Wednesday, September 9, 2009

Wrong Answer for Indonesian Terror

Editor's Note: The following is a guest post by Jamie Morgan. The views expressed are her own.

Indonesian officials announced a plan to tighten anti-terrorist laws, which would allow the government to detain suspects for up to two years. The government claims this will allow them to get more in line with the laws of Western nations. (Are two year detention allowances standard in Western nations now?) Additionally, several of the senior-level government Ministers are seeking an amendment to a terrorism investigation law that would allow non-police forces, including the Indonesian Military (TNI), to conduct anti-terror investigations.

All of this is disconcerting for two reasons. First, we are talking about a country that just emerged from a brutal dictatorship 11 years ago. The military was the major instrument of former President Suharto to control the population during his rule, and expanding the military’s powers such a short time after his fall does not send a good message to the population, nor is it a good idea for the fledgling democracy.

Second, and possibly more importantly for the rest of the world, expanding the amount of time the Indonesian government can legally hold terrorism suspects without charge is not going to do anything for its fight against Noordin M. Top’s terrorist group.
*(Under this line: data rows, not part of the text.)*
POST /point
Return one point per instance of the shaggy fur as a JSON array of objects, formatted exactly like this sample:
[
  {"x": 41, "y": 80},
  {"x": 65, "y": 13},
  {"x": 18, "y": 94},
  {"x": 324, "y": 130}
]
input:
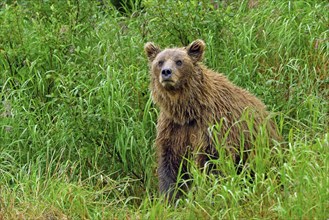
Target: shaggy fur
[{"x": 191, "y": 100}]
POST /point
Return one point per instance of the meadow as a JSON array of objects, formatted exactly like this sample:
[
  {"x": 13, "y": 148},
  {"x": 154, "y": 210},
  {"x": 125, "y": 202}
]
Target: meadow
[{"x": 77, "y": 124}]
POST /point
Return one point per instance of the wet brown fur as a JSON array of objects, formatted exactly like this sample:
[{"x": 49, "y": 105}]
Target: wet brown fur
[{"x": 197, "y": 99}]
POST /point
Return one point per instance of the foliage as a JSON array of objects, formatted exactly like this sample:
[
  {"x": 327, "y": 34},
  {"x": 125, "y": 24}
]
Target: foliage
[{"x": 77, "y": 124}]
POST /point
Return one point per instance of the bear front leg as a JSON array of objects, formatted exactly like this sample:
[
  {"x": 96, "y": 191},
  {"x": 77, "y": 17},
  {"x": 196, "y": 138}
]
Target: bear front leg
[
  {"x": 168, "y": 170},
  {"x": 167, "y": 178}
]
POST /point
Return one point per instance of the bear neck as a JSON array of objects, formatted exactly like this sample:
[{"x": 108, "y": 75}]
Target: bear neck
[{"x": 185, "y": 105}]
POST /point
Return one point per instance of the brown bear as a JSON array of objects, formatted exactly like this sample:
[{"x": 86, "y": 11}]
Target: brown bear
[{"x": 193, "y": 98}]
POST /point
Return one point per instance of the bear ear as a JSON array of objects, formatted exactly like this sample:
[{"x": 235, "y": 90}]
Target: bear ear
[
  {"x": 151, "y": 51},
  {"x": 196, "y": 49}
]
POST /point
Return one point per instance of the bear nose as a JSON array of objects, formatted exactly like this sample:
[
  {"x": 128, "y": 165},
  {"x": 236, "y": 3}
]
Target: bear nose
[{"x": 166, "y": 73}]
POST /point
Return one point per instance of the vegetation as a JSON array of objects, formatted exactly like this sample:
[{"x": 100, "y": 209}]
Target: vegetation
[{"x": 77, "y": 124}]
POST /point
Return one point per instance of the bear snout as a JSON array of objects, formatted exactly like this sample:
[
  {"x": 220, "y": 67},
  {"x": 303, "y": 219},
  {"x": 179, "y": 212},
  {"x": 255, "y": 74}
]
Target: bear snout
[{"x": 166, "y": 73}]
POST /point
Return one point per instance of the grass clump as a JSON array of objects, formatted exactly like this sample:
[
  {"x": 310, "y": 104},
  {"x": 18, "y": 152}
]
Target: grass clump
[{"x": 77, "y": 124}]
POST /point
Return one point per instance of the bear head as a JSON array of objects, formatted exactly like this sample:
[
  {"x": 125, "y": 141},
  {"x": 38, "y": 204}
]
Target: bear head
[{"x": 172, "y": 68}]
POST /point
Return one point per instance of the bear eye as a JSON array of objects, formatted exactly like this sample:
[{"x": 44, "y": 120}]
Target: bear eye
[{"x": 179, "y": 62}]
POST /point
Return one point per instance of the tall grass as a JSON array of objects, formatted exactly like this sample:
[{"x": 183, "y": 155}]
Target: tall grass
[{"x": 77, "y": 124}]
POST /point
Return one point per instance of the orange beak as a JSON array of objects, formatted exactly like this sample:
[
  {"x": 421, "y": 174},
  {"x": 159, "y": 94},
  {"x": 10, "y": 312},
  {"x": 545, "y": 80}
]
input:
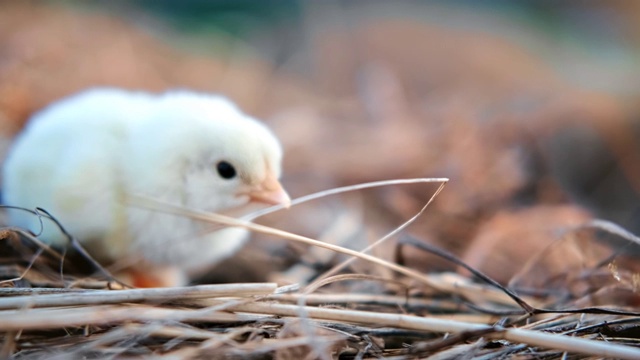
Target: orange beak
[{"x": 271, "y": 192}]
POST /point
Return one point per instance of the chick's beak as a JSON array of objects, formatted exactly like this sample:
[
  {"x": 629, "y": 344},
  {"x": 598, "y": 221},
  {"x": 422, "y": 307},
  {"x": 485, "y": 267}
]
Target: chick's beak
[{"x": 271, "y": 192}]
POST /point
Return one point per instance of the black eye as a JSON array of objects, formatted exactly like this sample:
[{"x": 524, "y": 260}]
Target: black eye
[{"x": 226, "y": 170}]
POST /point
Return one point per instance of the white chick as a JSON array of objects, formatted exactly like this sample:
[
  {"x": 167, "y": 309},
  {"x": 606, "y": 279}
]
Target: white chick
[{"x": 80, "y": 157}]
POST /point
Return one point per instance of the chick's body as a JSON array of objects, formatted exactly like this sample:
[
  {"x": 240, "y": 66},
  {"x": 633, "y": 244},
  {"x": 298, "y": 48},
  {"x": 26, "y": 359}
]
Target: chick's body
[{"x": 83, "y": 157}]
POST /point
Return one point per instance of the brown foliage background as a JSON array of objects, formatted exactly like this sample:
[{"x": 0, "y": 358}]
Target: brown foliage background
[{"x": 536, "y": 133}]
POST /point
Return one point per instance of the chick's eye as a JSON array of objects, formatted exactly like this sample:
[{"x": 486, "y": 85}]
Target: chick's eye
[{"x": 226, "y": 170}]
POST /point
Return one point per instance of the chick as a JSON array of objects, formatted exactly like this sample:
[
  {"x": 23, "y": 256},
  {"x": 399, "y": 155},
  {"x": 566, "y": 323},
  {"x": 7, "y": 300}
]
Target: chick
[{"x": 81, "y": 157}]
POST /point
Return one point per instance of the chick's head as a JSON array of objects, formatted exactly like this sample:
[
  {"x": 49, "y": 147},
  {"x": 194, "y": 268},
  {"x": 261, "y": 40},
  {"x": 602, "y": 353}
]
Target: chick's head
[{"x": 201, "y": 151}]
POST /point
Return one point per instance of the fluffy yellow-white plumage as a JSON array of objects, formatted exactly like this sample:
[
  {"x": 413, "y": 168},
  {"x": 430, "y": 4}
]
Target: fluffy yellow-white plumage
[{"x": 80, "y": 157}]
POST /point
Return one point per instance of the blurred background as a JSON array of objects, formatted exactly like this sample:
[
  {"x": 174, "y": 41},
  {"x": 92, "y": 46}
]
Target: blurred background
[{"x": 530, "y": 108}]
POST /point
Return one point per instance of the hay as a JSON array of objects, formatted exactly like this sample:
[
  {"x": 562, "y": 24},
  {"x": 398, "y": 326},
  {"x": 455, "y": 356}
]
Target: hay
[{"x": 82, "y": 312}]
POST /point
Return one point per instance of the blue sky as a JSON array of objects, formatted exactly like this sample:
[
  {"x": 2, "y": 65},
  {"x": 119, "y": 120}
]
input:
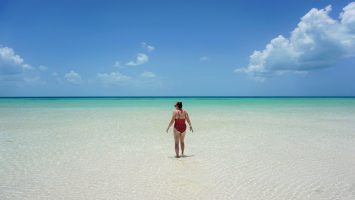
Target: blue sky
[{"x": 177, "y": 47}]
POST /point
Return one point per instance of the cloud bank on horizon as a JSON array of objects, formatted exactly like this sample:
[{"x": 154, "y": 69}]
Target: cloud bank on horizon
[{"x": 318, "y": 41}]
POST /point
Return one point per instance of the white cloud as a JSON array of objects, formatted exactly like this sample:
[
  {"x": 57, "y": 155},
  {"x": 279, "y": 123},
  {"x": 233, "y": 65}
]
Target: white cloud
[
  {"x": 112, "y": 78},
  {"x": 148, "y": 47},
  {"x": 11, "y": 63},
  {"x": 13, "y": 69},
  {"x": 318, "y": 41},
  {"x": 204, "y": 58},
  {"x": 42, "y": 68},
  {"x": 117, "y": 64},
  {"x": 148, "y": 75},
  {"x": 73, "y": 77},
  {"x": 141, "y": 59}
]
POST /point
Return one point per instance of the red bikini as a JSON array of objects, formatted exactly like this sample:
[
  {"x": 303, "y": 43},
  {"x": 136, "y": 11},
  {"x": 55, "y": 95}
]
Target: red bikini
[{"x": 180, "y": 125}]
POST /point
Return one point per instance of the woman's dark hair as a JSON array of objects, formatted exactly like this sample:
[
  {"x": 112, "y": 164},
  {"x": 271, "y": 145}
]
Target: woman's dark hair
[{"x": 179, "y": 105}]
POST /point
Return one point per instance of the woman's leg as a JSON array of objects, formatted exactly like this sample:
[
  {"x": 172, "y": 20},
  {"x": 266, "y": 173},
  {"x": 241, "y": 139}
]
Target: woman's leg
[
  {"x": 176, "y": 139},
  {"x": 182, "y": 137}
]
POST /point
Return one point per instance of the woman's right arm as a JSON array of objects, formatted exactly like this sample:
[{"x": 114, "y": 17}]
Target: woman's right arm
[
  {"x": 189, "y": 122},
  {"x": 171, "y": 121}
]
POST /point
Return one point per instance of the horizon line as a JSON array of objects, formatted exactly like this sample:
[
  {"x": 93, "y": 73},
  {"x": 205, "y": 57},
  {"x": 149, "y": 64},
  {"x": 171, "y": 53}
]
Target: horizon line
[{"x": 189, "y": 96}]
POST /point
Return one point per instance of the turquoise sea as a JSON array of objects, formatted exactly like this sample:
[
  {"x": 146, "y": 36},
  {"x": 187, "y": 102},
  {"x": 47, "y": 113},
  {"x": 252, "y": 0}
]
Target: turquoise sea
[{"x": 117, "y": 148}]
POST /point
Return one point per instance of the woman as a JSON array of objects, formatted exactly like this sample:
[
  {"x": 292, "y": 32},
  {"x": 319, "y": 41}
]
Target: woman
[{"x": 179, "y": 117}]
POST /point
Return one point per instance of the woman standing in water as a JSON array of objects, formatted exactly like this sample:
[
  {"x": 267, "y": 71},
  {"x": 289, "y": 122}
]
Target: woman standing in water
[{"x": 179, "y": 117}]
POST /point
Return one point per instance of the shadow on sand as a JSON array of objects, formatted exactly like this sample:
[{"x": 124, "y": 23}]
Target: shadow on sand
[{"x": 184, "y": 156}]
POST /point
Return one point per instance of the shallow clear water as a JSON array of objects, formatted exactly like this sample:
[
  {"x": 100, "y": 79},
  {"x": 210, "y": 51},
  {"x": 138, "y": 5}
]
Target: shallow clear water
[{"x": 117, "y": 148}]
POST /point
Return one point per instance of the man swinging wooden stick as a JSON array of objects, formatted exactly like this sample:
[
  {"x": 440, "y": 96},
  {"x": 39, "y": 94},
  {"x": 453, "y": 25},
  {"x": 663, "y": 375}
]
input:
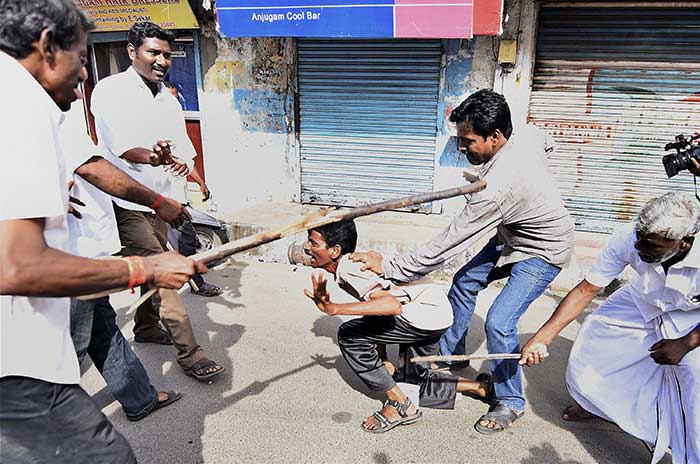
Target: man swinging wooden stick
[
  {"x": 533, "y": 242},
  {"x": 316, "y": 219}
]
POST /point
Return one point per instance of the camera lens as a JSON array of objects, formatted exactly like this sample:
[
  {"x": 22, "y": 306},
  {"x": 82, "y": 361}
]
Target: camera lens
[{"x": 671, "y": 165}]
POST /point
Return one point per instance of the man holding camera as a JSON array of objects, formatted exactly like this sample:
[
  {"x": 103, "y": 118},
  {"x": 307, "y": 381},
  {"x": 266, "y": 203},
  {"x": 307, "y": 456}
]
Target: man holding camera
[{"x": 635, "y": 361}]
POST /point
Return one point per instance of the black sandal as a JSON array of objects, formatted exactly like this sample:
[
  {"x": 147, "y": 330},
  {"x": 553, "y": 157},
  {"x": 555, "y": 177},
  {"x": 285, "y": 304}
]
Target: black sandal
[
  {"x": 172, "y": 397},
  {"x": 209, "y": 290},
  {"x": 382, "y": 424},
  {"x": 163, "y": 338},
  {"x": 501, "y": 415},
  {"x": 198, "y": 370},
  {"x": 490, "y": 397}
]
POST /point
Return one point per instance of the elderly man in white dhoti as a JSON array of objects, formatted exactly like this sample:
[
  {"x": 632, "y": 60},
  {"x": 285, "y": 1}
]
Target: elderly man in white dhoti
[{"x": 635, "y": 361}]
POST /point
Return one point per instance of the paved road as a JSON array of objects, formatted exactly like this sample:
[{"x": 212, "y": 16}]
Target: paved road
[{"x": 288, "y": 397}]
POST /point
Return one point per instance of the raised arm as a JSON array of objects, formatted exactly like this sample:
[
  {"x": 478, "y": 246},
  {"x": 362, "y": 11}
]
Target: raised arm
[
  {"x": 381, "y": 302},
  {"x": 29, "y": 267},
  {"x": 112, "y": 180},
  {"x": 476, "y": 220}
]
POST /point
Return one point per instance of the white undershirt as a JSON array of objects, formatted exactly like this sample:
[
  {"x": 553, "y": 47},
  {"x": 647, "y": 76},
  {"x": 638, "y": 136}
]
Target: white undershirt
[{"x": 34, "y": 332}]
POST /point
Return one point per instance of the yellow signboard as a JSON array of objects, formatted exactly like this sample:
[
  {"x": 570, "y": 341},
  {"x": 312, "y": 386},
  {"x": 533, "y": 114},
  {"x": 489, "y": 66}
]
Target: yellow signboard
[{"x": 119, "y": 15}]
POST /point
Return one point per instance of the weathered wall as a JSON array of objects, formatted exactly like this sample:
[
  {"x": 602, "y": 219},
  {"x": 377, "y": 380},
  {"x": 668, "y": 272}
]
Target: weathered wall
[
  {"x": 247, "y": 109},
  {"x": 516, "y": 84},
  {"x": 469, "y": 65},
  {"x": 248, "y": 116}
]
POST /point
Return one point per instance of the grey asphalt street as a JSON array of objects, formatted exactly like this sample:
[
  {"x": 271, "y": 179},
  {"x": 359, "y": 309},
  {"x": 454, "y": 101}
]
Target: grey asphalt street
[{"x": 288, "y": 396}]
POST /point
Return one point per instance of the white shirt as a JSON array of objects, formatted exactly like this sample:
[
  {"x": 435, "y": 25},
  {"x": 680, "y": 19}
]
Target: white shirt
[
  {"x": 96, "y": 233},
  {"x": 127, "y": 115},
  {"x": 34, "y": 332},
  {"x": 654, "y": 292},
  {"x": 423, "y": 304}
]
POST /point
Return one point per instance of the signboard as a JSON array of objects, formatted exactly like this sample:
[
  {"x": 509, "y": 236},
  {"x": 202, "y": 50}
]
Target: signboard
[
  {"x": 487, "y": 17},
  {"x": 119, "y": 15},
  {"x": 346, "y": 18}
]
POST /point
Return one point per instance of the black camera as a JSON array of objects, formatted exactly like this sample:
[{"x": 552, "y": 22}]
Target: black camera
[{"x": 687, "y": 147}]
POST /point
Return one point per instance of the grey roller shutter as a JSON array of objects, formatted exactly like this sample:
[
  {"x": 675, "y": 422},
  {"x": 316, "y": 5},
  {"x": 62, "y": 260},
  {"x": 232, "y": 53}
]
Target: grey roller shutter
[
  {"x": 367, "y": 113},
  {"x": 613, "y": 86}
]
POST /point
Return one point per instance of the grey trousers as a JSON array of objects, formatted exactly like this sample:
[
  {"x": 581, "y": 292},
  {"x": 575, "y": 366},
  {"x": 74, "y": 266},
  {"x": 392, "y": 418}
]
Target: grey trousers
[{"x": 358, "y": 341}]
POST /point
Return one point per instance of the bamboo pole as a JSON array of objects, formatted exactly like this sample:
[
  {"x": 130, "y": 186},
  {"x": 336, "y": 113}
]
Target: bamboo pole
[
  {"x": 466, "y": 357},
  {"x": 318, "y": 219}
]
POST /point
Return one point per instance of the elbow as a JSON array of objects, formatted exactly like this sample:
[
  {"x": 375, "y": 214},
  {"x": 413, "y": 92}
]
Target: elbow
[
  {"x": 396, "y": 308},
  {"x": 12, "y": 281}
]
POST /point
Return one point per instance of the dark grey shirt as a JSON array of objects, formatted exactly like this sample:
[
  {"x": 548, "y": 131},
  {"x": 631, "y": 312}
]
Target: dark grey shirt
[{"x": 521, "y": 201}]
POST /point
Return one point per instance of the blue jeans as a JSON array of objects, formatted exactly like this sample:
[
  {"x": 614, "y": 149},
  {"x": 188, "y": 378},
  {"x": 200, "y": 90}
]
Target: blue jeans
[
  {"x": 94, "y": 331},
  {"x": 527, "y": 280}
]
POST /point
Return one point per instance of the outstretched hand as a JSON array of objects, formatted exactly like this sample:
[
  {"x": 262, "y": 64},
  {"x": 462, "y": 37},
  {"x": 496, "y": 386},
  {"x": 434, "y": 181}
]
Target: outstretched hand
[
  {"x": 320, "y": 295},
  {"x": 695, "y": 167},
  {"x": 533, "y": 353},
  {"x": 371, "y": 259},
  {"x": 669, "y": 351}
]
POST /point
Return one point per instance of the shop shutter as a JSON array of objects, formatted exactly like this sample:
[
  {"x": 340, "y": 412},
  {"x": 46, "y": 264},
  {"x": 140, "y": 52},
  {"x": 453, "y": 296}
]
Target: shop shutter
[
  {"x": 613, "y": 86},
  {"x": 368, "y": 119}
]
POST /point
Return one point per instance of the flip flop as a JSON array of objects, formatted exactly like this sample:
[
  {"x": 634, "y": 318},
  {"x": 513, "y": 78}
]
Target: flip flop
[
  {"x": 209, "y": 290},
  {"x": 203, "y": 365},
  {"x": 490, "y": 397},
  {"x": 383, "y": 424},
  {"x": 501, "y": 415},
  {"x": 161, "y": 339},
  {"x": 567, "y": 416},
  {"x": 172, "y": 397}
]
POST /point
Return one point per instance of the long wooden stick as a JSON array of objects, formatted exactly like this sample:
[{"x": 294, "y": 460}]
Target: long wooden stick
[
  {"x": 466, "y": 357},
  {"x": 318, "y": 219}
]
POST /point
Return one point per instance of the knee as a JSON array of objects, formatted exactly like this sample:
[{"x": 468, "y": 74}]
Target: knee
[
  {"x": 345, "y": 334},
  {"x": 464, "y": 285},
  {"x": 497, "y": 327}
]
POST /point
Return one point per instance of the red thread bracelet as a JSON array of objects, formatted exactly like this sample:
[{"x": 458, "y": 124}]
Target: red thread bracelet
[
  {"x": 159, "y": 201},
  {"x": 137, "y": 271}
]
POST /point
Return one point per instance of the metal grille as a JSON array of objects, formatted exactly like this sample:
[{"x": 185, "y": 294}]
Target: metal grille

It actually might harm it. The government needs to focus on identifying the root causes of support for Top’s group among certain areas of the Indonesian population, rather than inflame public opinion against it. The International Crisis Group reports that support among the local population, and even among the less militant terrorist group Jemmah Islamiyah (JI), is not high for Top’s extremist faction. However, if Top’s faction is allowed to continue to infiltrate Islamic boarding schools, it will continue to find the few supporters it needs to plan operations like the July 17 hotel bombing in Jakarta.

Recent revelations connecting Top’s group and various extremist groups in the Middle East and South Asia make all of this even more alarming. Unfortunately, given the lack of general media attention on this issue, I am not hopeful for improvement anytime soon.